Gözcüler (former Alakop, Turkish for "many Alawites") is a neighbourhood of the municipality and district of Arsuz, Hatay Province, Turkey. Its population is 6,565 (2022). Before the 2013 reorganisation, it was a town (belde) in the district of İskenderun, but it became administratively part of the new district of Arsuz.

It is situated to the south of İskenderun and to the east of Arsuz (Uluçınar). Although not a coastal town, the distance to Mediterranean Sea coast is only 5 km. The distance to İskenderun is 32 km and to Antakya (province center) is 96 km.

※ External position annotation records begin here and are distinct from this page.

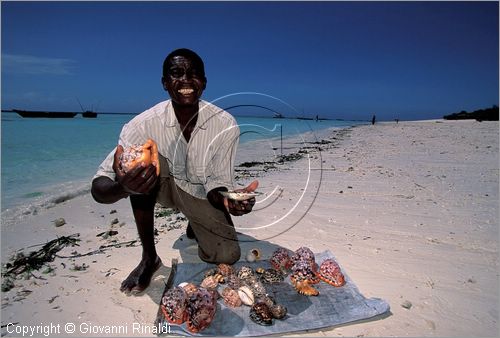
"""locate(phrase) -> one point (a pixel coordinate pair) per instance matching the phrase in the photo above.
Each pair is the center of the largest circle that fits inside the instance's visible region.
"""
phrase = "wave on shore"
(66, 193)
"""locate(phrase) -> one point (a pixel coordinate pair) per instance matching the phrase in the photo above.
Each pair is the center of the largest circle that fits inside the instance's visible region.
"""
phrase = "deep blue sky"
(407, 60)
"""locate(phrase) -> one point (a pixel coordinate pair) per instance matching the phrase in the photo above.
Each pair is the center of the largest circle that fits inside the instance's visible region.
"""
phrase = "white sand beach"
(410, 211)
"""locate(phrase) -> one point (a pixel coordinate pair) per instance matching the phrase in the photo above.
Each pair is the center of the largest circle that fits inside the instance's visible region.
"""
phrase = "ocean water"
(46, 161)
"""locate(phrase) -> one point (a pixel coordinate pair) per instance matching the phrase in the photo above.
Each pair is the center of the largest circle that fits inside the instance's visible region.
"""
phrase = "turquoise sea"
(50, 160)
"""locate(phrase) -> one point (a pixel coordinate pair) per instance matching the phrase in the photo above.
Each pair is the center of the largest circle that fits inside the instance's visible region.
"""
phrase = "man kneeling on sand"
(196, 144)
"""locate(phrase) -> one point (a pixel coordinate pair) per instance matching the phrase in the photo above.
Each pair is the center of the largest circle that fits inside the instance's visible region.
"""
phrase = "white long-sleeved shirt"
(198, 166)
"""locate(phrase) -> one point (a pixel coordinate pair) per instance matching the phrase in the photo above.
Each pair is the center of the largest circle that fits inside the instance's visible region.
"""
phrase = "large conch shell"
(136, 154)
(246, 295)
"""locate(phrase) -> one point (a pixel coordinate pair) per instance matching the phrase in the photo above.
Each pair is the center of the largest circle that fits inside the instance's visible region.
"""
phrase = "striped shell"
(233, 282)
(278, 311)
(302, 253)
(272, 276)
(211, 272)
(231, 297)
(173, 305)
(190, 288)
(225, 269)
(258, 289)
(330, 272)
(280, 259)
(245, 272)
(261, 314)
(201, 309)
(246, 295)
(210, 283)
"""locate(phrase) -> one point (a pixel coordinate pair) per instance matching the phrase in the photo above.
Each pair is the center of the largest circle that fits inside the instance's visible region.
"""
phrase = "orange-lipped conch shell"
(253, 255)
(137, 154)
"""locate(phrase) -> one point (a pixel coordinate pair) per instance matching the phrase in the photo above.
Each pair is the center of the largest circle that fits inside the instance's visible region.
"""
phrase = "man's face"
(184, 82)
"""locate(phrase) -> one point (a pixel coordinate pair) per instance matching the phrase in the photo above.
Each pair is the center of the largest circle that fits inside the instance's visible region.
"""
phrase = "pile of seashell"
(196, 305)
(304, 271)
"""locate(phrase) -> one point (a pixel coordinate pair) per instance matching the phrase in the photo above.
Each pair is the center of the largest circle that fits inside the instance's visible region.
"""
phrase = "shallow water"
(46, 161)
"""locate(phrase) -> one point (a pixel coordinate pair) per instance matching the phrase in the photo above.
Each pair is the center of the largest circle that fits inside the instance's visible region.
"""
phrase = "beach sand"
(410, 211)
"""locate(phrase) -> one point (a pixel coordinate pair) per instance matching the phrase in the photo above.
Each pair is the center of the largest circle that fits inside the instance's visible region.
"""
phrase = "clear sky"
(348, 60)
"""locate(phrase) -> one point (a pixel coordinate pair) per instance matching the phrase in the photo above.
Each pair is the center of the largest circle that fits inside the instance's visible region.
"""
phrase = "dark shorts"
(214, 230)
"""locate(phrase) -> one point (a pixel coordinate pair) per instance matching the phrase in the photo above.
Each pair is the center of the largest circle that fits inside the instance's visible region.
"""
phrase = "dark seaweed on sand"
(21, 263)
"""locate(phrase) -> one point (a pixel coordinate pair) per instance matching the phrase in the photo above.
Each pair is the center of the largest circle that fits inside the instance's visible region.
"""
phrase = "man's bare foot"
(140, 277)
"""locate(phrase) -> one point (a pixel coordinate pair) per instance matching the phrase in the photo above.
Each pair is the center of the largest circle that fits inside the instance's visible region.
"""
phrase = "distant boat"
(47, 114)
(89, 114)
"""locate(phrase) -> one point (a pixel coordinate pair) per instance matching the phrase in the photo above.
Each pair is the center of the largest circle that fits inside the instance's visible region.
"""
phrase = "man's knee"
(230, 255)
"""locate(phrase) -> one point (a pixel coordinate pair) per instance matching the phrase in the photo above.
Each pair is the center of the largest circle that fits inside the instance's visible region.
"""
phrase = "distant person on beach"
(196, 145)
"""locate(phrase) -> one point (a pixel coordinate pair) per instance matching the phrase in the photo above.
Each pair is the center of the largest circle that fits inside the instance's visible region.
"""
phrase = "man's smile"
(185, 91)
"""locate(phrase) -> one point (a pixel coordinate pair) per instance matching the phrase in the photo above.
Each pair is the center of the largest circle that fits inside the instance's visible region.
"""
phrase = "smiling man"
(197, 145)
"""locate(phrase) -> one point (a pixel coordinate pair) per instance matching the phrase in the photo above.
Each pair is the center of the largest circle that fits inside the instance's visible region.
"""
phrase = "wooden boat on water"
(46, 114)
(89, 114)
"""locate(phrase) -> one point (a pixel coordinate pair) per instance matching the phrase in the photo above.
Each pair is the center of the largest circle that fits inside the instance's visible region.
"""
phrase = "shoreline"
(410, 210)
(80, 187)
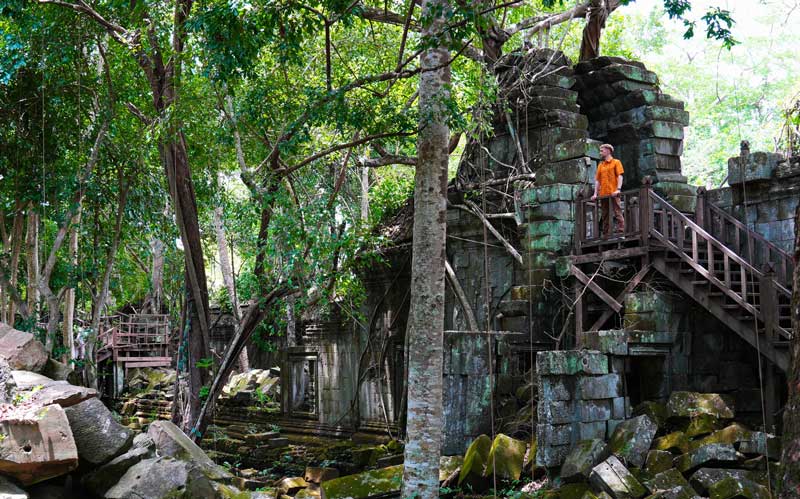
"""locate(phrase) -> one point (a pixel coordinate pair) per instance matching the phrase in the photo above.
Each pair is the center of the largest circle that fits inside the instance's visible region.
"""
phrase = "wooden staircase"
(140, 340)
(732, 272)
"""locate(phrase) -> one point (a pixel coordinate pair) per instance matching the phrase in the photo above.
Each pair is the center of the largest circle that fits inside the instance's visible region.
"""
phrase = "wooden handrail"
(712, 243)
(705, 235)
(785, 263)
(585, 206)
(708, 273)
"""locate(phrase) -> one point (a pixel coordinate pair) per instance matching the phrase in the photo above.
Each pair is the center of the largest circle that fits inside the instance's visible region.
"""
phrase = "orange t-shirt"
(607, 174)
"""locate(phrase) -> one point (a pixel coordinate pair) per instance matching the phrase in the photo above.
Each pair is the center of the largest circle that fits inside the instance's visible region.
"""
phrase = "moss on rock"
(366, 484)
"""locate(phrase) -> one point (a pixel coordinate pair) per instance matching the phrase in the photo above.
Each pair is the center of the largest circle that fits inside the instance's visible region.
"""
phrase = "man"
(607, 184)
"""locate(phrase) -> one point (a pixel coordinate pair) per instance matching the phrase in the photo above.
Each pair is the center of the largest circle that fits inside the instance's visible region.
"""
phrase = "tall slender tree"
(424, 420)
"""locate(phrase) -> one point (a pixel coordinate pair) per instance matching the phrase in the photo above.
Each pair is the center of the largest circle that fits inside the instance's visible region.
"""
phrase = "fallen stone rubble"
(689, 447)
(60, 441)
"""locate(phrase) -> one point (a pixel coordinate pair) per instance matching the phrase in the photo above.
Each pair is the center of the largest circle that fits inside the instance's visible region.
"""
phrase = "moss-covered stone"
(291, 485)
(573, 491)
(732, 434)
(708, 456)
(582, 458)
(762, 443)
(362, 485)
(666, 480)
(702, 479)
(656, 411)
(692, 404)
(730, 487)
(702, 424)
(613, 477)
(505, 458)
(449, 465)
(676, 442)
(475, 459)
(632, 438)
(228, 492)
(658, 461)
(570, 362)
(367, 456)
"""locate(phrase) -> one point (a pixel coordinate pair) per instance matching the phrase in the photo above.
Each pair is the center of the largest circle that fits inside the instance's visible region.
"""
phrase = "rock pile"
(687, 448)
(60, 440)
(150, 393)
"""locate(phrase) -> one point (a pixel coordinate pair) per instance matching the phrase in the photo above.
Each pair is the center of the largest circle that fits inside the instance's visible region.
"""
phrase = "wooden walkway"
(732, 272)
(141, 340)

After the First World War most of Hatay province was occupied by France and the settlement was named as Elvehep referring to a certain Abdülwahab Pasha who owned most of the territory around. After Turkey annexed Hatay in 1939, the settlement was renamed as Alakop and after 1960 as Gözcüler (literally “watchmen”). Gözcüler was declared a seat of township in 1988. Although most of town revenue is from agriculture, the touristic potential is promising.